Is the building and operating of a station permitted by a grant of a right of way?

California, United States of America


The following excerpt is from Atchison, T. & S. F. Ry. Co. v. Abar, 275 Cal.App.2d 456, 79 Cal.Rptr. 807 (Cal. App. 1969):

At least one California court has stated that 'the building and operating of a station' is permitted by a grant of a railroad right of way 'for railroad purposes only.' (City of Glendora v. Faus (1957) 148 Cal.App.2d 920, 926, 307 P.2d 976.) The grant provisions of the 1898 deed in the present case contain no such unlimited language. The term 'railroad purposes' appears only in the deed's definition of the use whose cessation will effect a reversion to the grantor; so used, the term does not operate to expand the extent of the use permitted by the deed.

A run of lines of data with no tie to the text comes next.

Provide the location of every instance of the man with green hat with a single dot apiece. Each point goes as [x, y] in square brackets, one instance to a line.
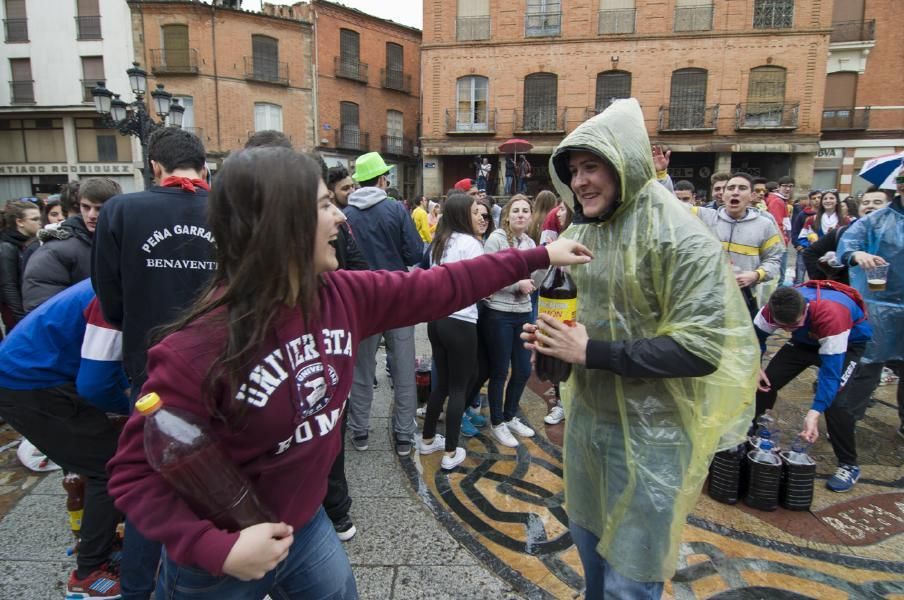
[387, 237]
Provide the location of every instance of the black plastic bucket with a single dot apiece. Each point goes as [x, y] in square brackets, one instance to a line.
[797, 484]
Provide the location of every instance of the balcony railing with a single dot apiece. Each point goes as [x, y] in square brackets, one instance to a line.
[475, 121]
[22, 91]
[352, 138]
[16, 30]
[694, 18]
[841, 119]
[266, 70]
[472, 28]
[88, 27]
[540, 120]
[165, 61]
[350, 69]
[616, 20]
[395, 80]
[390, 144]
[688, 118]
[542, 24]
[853, 31]
[766, 115]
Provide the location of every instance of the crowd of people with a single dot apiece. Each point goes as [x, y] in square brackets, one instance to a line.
[258, 303]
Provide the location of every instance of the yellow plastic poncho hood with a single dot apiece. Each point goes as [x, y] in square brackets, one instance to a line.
[637, 450]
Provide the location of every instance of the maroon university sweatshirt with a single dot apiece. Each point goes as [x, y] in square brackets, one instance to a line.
[290, 435]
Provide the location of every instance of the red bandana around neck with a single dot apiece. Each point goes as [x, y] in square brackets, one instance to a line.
[186, 183]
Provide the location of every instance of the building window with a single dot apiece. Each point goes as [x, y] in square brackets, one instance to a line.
[687, 102]
[16, 21]
[611, 86]
[693, 15]
[473, 20]
[265, 53]
[22, 88]
[349, 129]
[395, 67]
[540, 102]
[395, 132]
[765, 97]
[473, 109]
[92, 72]
[88, 20]
[175, 47]
[773, 14]
[543, 18]
[616, 16]
[267, 117]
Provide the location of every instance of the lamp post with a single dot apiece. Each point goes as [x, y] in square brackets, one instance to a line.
[133, 118]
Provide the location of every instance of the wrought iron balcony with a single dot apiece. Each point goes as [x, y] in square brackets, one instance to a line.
[88, 27]
[540, 120]
[688, 118]
[616, 20]
[542, 24]
[853, 31]
[396, 80]
[476, 121]
[694, 18]
[266, 70]
[766, 115]
[350, 69]
[472, 28]
[16, 30]
[352, 138]
[841, 119]
[398, 146]
[22, 91]
[165, 61]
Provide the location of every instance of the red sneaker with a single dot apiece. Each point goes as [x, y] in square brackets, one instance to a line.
[99, 585]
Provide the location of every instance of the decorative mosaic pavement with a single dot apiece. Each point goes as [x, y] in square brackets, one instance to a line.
[506, 506]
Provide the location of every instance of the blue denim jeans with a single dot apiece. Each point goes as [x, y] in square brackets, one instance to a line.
[317, 568]
[502, 333]
[601, 581]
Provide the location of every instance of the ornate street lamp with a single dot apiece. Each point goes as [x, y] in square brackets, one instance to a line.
[133, 118]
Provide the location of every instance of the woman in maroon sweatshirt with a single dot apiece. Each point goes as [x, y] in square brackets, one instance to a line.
[266, 357]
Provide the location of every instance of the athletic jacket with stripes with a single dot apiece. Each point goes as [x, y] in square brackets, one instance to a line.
[753, 242]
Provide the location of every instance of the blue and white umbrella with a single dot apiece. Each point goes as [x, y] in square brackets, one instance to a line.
[882, 170]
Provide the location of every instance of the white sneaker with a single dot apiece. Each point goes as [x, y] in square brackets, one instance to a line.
[516, 426]
[422, 414]
[438, 443]
[450, 462]
[556, 415]
[504, 436]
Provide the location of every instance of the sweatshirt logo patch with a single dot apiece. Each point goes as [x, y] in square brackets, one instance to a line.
[313, 388]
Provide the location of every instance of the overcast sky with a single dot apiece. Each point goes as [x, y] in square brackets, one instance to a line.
[406, 12]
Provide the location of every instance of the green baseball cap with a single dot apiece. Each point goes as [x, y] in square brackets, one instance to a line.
[368, 166]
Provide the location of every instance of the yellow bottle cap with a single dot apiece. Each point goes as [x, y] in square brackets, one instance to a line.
[148, 403]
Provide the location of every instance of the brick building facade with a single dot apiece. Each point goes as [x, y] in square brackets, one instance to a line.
[863, 114]
[733, 84]
[236, 72]
[367, 87]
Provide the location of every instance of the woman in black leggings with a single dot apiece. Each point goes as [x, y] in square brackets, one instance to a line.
[453, 338]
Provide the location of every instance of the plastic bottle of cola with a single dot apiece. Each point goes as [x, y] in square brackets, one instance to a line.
[179, 446]
[558, 299]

Thus, the trial court's finding of fact no. 2 is unsupported by the evidence to the extent that it declares the railroad to be the owner of a right of way 'for railroad purposes,' because the 1898 deed does not so provide. Finding no. 5, that the railroad has 'continuously used * * * (the right of way) * * * For railroad purposes' (italics added) is similarly unsupported. The only evidence of a railroad use for other than main line purposes was testimony that (as declared in finding no. 4) team tracks were operated in the vicinity in 1916 and in 1944. Neither of these was on the present Abar property, and the operation of neither of them gave the railroad any greater rights than it acquired in the 1898 deed.